Fastest B2B Software Company to a Billion

We added Cursor to the portfolio.

Anysphere was founded in 2022 by four MIT students who left before finishing. They took Visual Studio Code, the most widely used code editor in the world, and rebuilt it around AI from the ground up. GitHub Copilot, Microsoft's AI coding tool, already led the market. Cursor looked like a feature someone would copy, not a company that would last.

The revenue curve settled that question. Cursor crossed $100 million in ARR in January 2025, cleared $1 billion in November, and doubled to $2 billion by February 2026. Slack took five years to reach its first billion. Zoom took nine. Cursor did it in under three, the fastest ramp any business software company has posted.
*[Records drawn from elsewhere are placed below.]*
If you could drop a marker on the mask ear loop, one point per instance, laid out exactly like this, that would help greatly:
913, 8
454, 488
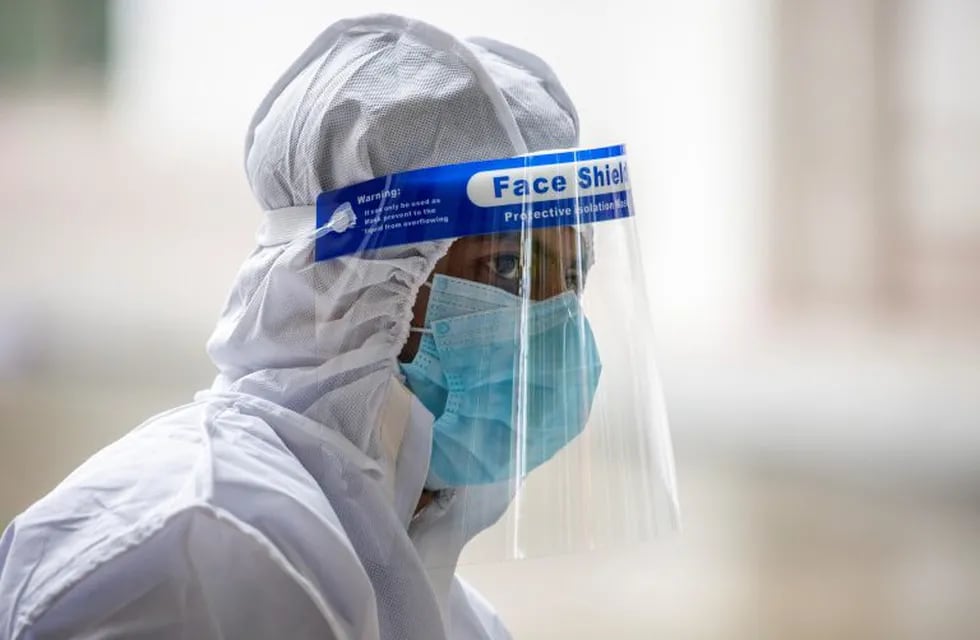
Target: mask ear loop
427, 283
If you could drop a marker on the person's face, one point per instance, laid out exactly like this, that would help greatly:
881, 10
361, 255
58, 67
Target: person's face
554, 262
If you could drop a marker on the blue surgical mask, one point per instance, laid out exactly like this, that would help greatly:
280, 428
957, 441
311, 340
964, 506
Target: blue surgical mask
501, 409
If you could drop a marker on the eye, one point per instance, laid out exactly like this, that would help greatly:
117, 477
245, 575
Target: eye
506, 266
573, 280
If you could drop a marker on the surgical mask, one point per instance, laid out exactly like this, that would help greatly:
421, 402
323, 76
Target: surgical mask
510, 382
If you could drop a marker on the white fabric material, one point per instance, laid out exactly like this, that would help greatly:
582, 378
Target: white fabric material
213, 521
275, 502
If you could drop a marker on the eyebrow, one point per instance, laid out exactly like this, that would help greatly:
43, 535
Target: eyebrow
550, 252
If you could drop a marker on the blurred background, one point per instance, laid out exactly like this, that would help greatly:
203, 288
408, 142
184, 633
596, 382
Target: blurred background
807, 175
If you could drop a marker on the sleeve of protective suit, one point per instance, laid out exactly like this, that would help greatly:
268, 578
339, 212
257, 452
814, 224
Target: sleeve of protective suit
219, 580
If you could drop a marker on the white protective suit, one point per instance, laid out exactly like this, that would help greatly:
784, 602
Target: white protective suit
280, 503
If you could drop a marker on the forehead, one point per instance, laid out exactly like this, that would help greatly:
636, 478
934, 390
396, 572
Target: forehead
559, 243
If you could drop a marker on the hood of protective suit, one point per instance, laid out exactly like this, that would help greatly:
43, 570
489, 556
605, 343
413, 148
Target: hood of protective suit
370, 97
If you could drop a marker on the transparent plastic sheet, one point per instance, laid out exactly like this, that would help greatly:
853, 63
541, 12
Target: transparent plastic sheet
531, 346
613, 483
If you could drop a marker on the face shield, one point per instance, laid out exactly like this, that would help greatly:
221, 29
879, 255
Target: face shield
530, 346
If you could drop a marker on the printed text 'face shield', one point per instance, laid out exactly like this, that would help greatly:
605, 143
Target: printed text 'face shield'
530, 346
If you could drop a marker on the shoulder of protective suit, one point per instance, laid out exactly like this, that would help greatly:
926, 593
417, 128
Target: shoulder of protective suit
168, 531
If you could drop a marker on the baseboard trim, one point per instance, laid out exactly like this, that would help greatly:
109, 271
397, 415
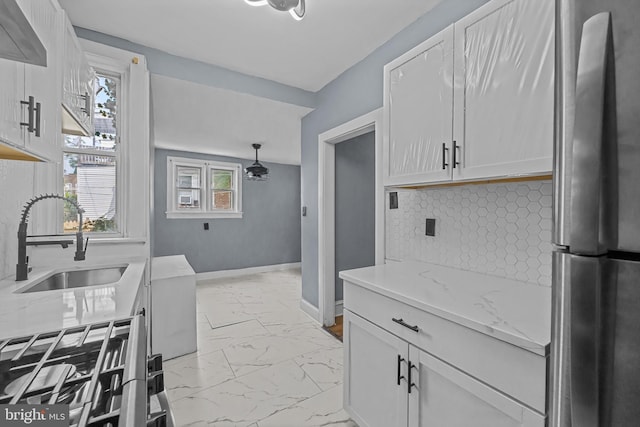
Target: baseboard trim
339, 307
208, 275
310, 310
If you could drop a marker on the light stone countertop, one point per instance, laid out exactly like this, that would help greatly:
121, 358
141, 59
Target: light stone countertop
30, 313
515, 312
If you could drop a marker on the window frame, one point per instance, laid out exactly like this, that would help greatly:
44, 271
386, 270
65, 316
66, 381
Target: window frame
205, 209
106, 68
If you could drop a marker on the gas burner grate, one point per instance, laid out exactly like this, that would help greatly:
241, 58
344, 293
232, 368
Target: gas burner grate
85, 367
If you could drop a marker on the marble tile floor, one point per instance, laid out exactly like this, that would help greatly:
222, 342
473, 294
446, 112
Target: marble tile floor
261, 361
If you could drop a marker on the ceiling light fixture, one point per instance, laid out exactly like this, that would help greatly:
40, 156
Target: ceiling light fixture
256, 172
295, 7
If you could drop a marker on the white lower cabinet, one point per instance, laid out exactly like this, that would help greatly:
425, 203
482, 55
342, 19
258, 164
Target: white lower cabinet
375, 389
441, 395
391, 382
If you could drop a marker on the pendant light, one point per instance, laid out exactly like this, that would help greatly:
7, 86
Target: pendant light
256, 172
295, 7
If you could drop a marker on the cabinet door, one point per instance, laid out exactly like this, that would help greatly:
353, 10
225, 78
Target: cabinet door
43, 82
11, 93
503, 119
418, 107
445, 396
77, 86
372, 395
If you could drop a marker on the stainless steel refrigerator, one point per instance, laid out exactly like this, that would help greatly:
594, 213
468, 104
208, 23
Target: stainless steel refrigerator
595, 354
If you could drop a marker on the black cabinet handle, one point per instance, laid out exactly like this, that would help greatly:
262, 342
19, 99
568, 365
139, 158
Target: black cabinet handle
400, 360
414, 328
87, 101
30, 109
409, 383
455, 156
444, 152
37, 126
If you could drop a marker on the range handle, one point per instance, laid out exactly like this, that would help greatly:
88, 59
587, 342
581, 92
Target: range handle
592, 121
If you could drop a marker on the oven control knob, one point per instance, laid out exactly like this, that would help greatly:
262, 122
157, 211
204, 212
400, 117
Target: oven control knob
155, 383
158, 419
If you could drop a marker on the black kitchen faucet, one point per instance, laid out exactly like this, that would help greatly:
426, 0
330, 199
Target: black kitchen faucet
22, 267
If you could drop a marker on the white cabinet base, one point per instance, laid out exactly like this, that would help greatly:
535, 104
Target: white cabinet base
173, 307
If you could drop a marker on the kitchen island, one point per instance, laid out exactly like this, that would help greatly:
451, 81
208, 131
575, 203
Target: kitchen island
442, 346
35, 312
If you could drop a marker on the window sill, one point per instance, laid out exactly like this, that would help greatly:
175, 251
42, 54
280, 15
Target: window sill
203, 215
114, 240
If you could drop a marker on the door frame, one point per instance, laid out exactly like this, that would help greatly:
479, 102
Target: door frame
371, 121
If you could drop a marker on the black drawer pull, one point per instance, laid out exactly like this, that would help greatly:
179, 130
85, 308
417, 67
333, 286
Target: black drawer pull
406, 325
455, 157
444, 155
409, 383
400, 377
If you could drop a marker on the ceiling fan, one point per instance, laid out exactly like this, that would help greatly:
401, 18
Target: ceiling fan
294, 7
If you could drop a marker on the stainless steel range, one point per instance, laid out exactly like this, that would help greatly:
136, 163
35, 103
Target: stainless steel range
101, 371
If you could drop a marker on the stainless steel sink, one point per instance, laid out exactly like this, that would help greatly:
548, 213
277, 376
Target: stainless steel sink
77, 279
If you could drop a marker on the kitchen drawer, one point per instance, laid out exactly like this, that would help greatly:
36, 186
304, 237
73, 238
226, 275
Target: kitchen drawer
515, 371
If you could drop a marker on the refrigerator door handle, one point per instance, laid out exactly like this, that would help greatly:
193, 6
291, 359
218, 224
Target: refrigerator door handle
587, 170
586, 320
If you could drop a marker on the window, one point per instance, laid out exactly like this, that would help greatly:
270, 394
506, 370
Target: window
203, 189
90, 164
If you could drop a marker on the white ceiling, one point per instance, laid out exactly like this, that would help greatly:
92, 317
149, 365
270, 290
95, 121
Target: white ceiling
192, 117
259, 41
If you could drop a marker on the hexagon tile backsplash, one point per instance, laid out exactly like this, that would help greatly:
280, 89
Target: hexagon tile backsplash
499, 229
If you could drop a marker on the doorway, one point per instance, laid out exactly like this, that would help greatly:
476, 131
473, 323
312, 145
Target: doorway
327, 141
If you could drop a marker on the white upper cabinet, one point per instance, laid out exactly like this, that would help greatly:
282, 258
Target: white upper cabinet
42, 83
476, 100
418, 109
11, 93
503, 120
77, 87
29, 110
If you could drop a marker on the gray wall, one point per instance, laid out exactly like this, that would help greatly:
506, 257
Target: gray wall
355, 92
267, 234
169, 65
355, 205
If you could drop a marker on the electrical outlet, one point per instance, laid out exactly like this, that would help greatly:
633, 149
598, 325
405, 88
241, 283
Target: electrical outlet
430, 227
393, 200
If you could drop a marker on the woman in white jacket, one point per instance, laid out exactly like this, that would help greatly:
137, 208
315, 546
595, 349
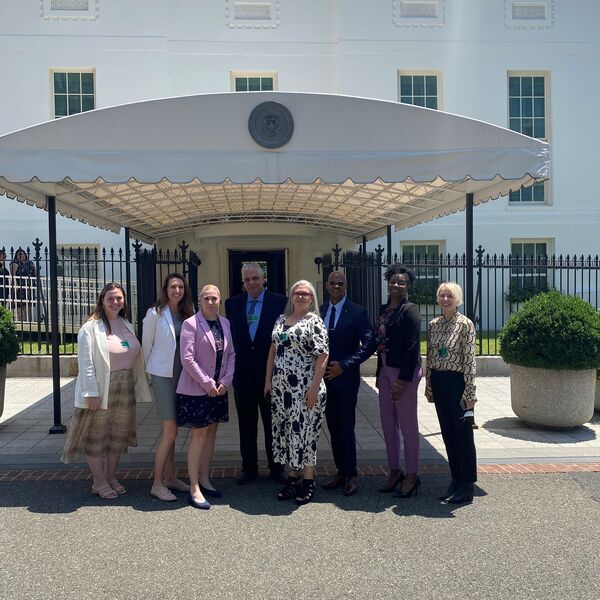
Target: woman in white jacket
111, 379
160, 345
The durability sits underneath the curve. For most of its life Cursor ran on other companies' models, routing requests to Claude and GPT and paying per token for every one. The better the product performed, the more its heaviest users cost. In late 2025 the company shipped its own coding model, Composer, to pull inference in-house, cut per-token cost, and end its dependence on third-party APIs. It approaches frontier performance on coding tasks at a fraction of the cost. Cursor stopped renting its margin from the model layer and started owning it.

The field is crowded. GitHub Copilot carries millions of paid seats behind Microsoft and OpenAI. Windsurf competes on price. Anthropic's own coding tool moved fast into developer workflows. In a market reported above $12 billion in 2026, more than double 2024, growing fast is table stakes. Keeping the margin is the moat.

The market has since agreed in the clearest way available. In June 2026 SpaceX agreed to acquire Anysphere at a $60 billion valuation and fold it into xAI. A strategic owner that already runs its own models and compute paid for the full stack, not the revenue line. That is the same insight behind bringing the model in-house, priced at scale.